«СТИХИ МОИ! СВИДЕТЕЛИ ЖИВЫЕ…»
ТРИ ВЕКА РУССКОЙ ПОЭЗИИ
Эта книга составлена из статей и эссе, написанных и опубликованных на протяжении тридцати лет и посвящённых анализу поэтических произведений. Она стала третьим сборником автора по данной теме, т.е. получилось нечто вроде трилогии. Мы привыкли к тому, что трилогии — три тома, объединённые общими героями, темами и сюжетами, — исключительно привилегия писателей-прозаиков (от «Детства», «Отрочества» и «Юности» Л. Толстого до «Русской канарейки» Дины Рубиной).
Но чтобы на такое отважились учёные-филологи, случай редкий. Я знаю только один: М.Л. Гаспаров «Избранные труды в трех томах» (Т.1. О поэтах. Т.2. О стихах. Т.3. О стихе. М., 1997). Моё же «трёхкнижие» получилось неожиданно и случайно, оно весьма скромно и не претендует ни на научную глубину, ни на масштаб гаспаровских исследований (от античной до современной литературы).

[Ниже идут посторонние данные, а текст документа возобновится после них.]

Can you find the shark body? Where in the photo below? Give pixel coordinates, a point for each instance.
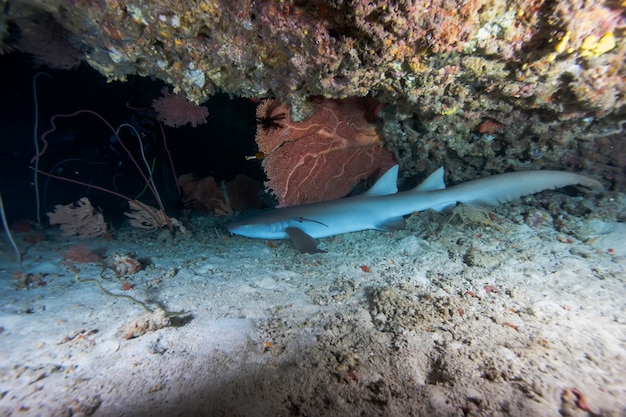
(382, 207)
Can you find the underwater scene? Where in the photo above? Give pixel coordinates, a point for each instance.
(313, 208)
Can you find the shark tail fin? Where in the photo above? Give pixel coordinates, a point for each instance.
(500, 189)
(434, 182)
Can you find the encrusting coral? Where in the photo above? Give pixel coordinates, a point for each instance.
(324, 156)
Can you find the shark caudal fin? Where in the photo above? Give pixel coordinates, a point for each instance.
(434, 182)
(500, 189)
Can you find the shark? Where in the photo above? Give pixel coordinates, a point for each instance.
(383, 208)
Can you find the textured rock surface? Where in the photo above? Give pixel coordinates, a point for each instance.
(550, 73)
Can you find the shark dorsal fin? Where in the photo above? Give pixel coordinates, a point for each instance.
(433, 182)
(387, 184)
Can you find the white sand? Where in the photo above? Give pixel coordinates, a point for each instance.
(473, 314)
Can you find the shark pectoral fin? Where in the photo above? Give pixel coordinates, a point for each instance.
(303, 242)
(390, 225)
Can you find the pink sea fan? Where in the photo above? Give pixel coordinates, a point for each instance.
(322, 157)
(175, 110)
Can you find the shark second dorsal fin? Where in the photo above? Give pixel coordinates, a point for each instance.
(303, 242)
(387, 184)
(433, 182)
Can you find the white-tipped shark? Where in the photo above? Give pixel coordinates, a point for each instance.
(382, 207)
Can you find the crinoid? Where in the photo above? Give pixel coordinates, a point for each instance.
(267, 120)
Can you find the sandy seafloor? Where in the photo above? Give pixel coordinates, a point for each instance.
(513, 311)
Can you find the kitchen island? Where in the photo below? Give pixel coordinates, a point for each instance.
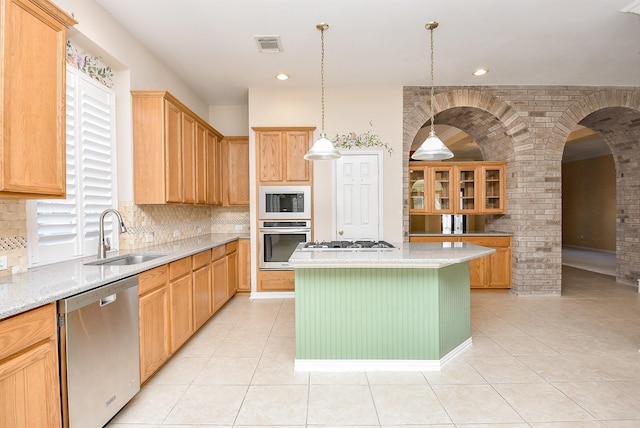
(404, 308)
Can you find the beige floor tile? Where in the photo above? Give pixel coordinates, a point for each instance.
(503, 370)
(241, 347)
(339, 378)
(541, 402)
(179, 371)
(278, 371)
(456, 372)
(604, 400)
(274, 405)
(227, 371)
(467, 404)
(208, 404)
(340, 405)
(151, 405)
(408, 404)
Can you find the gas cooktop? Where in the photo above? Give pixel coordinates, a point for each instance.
(347, 245)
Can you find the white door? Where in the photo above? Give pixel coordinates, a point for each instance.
(358, 211)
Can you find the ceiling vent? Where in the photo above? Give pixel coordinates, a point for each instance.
(269, 44)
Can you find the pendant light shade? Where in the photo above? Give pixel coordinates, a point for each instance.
(323, 148)
(432, 148)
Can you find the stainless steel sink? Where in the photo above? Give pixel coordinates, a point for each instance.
(129, 259)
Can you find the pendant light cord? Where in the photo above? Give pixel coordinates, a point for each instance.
(432, 84)
(322, 73)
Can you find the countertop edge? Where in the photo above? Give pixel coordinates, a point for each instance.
(25, 291)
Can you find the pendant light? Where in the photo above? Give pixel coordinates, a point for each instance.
(432, 148)
(323, 148)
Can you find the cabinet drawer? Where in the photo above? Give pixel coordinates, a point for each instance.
(201, 259)
(218, 252)
(489, 241)
(179, 268)
(23, 330)
(231, 247)
(152, 279)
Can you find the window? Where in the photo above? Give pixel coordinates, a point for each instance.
(65, 229)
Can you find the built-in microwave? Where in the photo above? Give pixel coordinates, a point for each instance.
(284, 202)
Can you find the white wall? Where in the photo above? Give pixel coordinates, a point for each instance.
(135, 69)
(347, 109)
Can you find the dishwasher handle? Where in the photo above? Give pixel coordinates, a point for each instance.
(106, 300)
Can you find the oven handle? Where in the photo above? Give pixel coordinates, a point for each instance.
(279, 230)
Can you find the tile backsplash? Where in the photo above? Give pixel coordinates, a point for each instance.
(156, 223)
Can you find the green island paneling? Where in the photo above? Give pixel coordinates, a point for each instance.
(383, 314)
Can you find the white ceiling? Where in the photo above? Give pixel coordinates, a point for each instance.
(210, 43)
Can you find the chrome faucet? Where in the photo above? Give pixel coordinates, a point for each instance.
(104, 244)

Тем не менее пример Михаила Леоновича, моего учителя и оппонента моей докторской диссертации, вдохновил меня на попытку собрать и объединить и свои публикации в три тома.

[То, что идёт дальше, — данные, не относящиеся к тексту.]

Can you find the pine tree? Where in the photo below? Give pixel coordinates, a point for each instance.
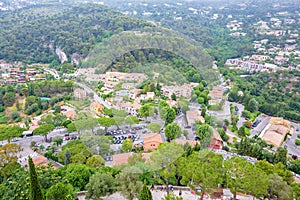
(145, 193)
(35, 188)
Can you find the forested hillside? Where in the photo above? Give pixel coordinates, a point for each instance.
(128, 48)
(32, 34)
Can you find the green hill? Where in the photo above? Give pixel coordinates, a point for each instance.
(32, 34)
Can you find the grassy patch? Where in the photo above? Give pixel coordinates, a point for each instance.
(80, 104)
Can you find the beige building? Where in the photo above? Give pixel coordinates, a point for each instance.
(79, 93)
(180, 91)
(276, 131)
(192, 116)
(216, 94)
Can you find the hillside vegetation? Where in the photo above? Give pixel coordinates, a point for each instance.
(32, 34)
(124, 50)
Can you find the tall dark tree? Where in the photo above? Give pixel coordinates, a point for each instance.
(35, 187)
(67, 157)
(145, 193)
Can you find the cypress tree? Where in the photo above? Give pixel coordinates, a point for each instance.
(67, 156)
(145, 193)
(35, 188)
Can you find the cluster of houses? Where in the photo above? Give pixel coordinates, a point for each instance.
(127, 97)
(15, 75)
(276, 131)
(251, 66)
(270, 57)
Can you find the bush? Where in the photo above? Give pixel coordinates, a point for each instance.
(225, 148)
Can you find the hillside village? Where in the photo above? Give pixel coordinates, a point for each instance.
(74, 129)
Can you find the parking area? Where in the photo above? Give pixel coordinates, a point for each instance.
(122, 134)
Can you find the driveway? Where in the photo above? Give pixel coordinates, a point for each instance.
(289, 144)
(260, 127)
(96, 97)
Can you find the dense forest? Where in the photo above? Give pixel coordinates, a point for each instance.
(32, 34)
(85, 170)
(146, 44)
(205, 21)
(170, 67)
(276, 94)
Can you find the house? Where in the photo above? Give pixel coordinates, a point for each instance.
(216, 93)
(152, 141)
(128, 86)
(132, 94)
(260, 57)
(192, 116)
(80, 93)
(148, 95)
(171, 103)
(122, 93)
(192, 143)
(40, 160)
(130, 108)
(216, 141)
(110, 84)
(122, 158)
(276, 131)
(68, 112)
(180, 91)
(97, 108)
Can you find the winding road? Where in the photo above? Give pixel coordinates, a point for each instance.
(96, 97)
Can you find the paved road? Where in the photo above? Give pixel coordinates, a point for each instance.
(241, 108)
(258, 129)
(26, 149)
(290, 145)
(52, 72)
(96, 97)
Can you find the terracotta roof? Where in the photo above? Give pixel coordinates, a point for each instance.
(152, 137)
(192, 143)
(216, 135)
(194, 115)
(39, 160)
(122, 158)
(275, 134)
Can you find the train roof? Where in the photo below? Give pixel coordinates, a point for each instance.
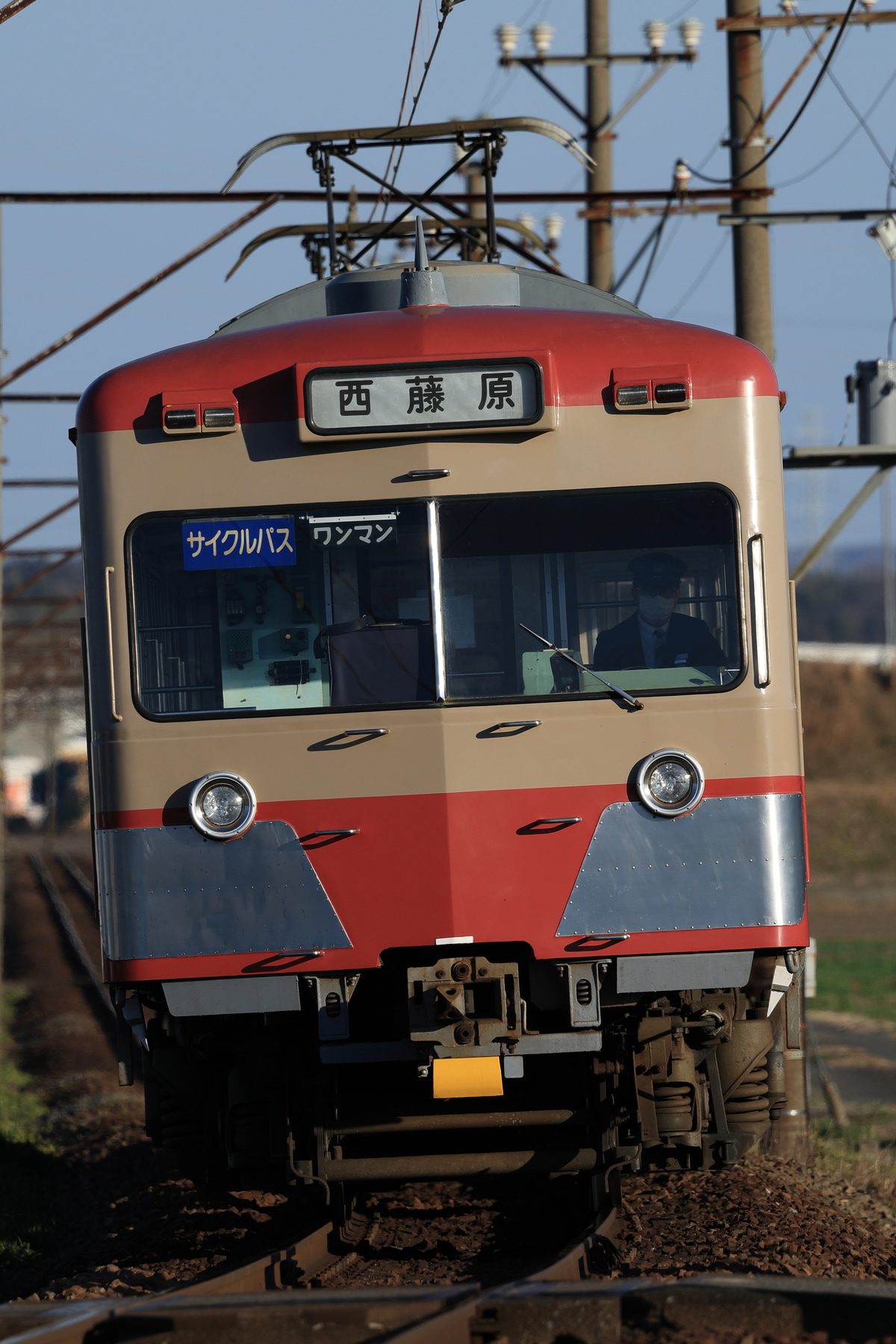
(583, 332)
(376, 289)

Двадцать лет тому назад у меня вышел небольшой сборник статей «Анализ поэзии и поэзия анализа» (Алматы, 1997), в котором утверждалось и доказывалось, что анализировать стихи не менее интересно и увлекательно, чем просто их читать, сопереживать и эстетически наслаждаться. Через десять лет за первой книжкой последовала вторая «От слова — к мысли и чувству» (Алматы, 2008), и в ней было показано, что путь исследователя и читателя поэзии идёт от слова и образа к эмоциям и раздумьям, а у поэтов — наоборот.
И вот перед вами третий том «“Стихи мои! Свидетели живые…” Три века русской поэзии», в котором ставятся проблемы традиций и новаторства и прослеживается развитие тем и мотивов, образов, стилей, стихотворных размеров в трёхвековой истории русского стихотворства.
Если в первой книге преобладали короткие заметки-наблюдения над отдельными образами и стихотворениями, то во второй стало больше историко-сопоставительных статей и добавились эссе не только о поэтах, но и прозаиках, а также рецензии на их мемуары. А в третьем томе популяризаторские филологические очерки дополнились стиховедческими работами (о рифмах и размерах). Такая вот сложилась трилогия. Быть может, она заинтересует как филологов, так и любителей поэзии.
Лилия Бельская
15.04.2015
«Стихотворения чудный театр»:
Сравнительный анализ
поэтических текстов
Кто не помнит знаменитой «Песни о собаке» Сергея Есенина с её пронзительно-щемящей концовкой: «Покатились глаза собачьи / Золотыми звездами в снег»? Печальная история о собаке, потерявшей своих щенят, растрогала до слёз А.М. Горького, который сказал, что Есенин «первый в русской литературе так умело и с такой искренней любовью пишет о животных».
А знаем ли мы, когда и как создавался этот есенинский шедевр? Он датирован автором 1915 г., но опубликован лишь в 1919 г. Единственный же сохранившийся автограф предположительно относится к 1918 г. Известно также, что в первые революционные годы поэт неоднократно читал своё стихотворение в разных литературных кругах. Может быть, он просто ошибся в датировке одного из самых любимых своих творений? А может, нарочно мистифицировал читателей, чтобы они поверили, будто его «Песнь» написана в пору юности, до революции, а на самом деле — совсем в другую эпоху, «в сонме бурь и гроз»?
Но не будем задавать риторических вопросов, а лучше вглядимся пристальнее и вчитаемся в есенинские дореволюционные стихи. Обратим внимание на три стихотворения, помеченные 1915 — 1916 гг. и объединённые одной темой — гибель живого существа по вине человека, — «Корова», «Лисица» и «Песнь о собаке». Герои в них показаны в самый трагический момент: потери детёнышей или собственного умирания — и даны как бы изнутри, в муках и страданиях. Корова «думает грустную думу о белоногом телке», которого отняли у неё и зарезали. Тяжело раненной лисице всё чудится «в колючем дыме выстрел». Измученной собаке месяц кажется одним из её погибших щенков.
Есенинские звери не басенные аллегории, не олицетворение человеческих пороков и добродетелей и не предлог для философских раздумий и аналогий с духовной жизнью человека, как, например, Чанг у Бунина или каурый жеребец у Клюева: «Вздыхает каурый, как грешный мытарь: / “В лугах Твоих буду ли, Отче и Царь?”.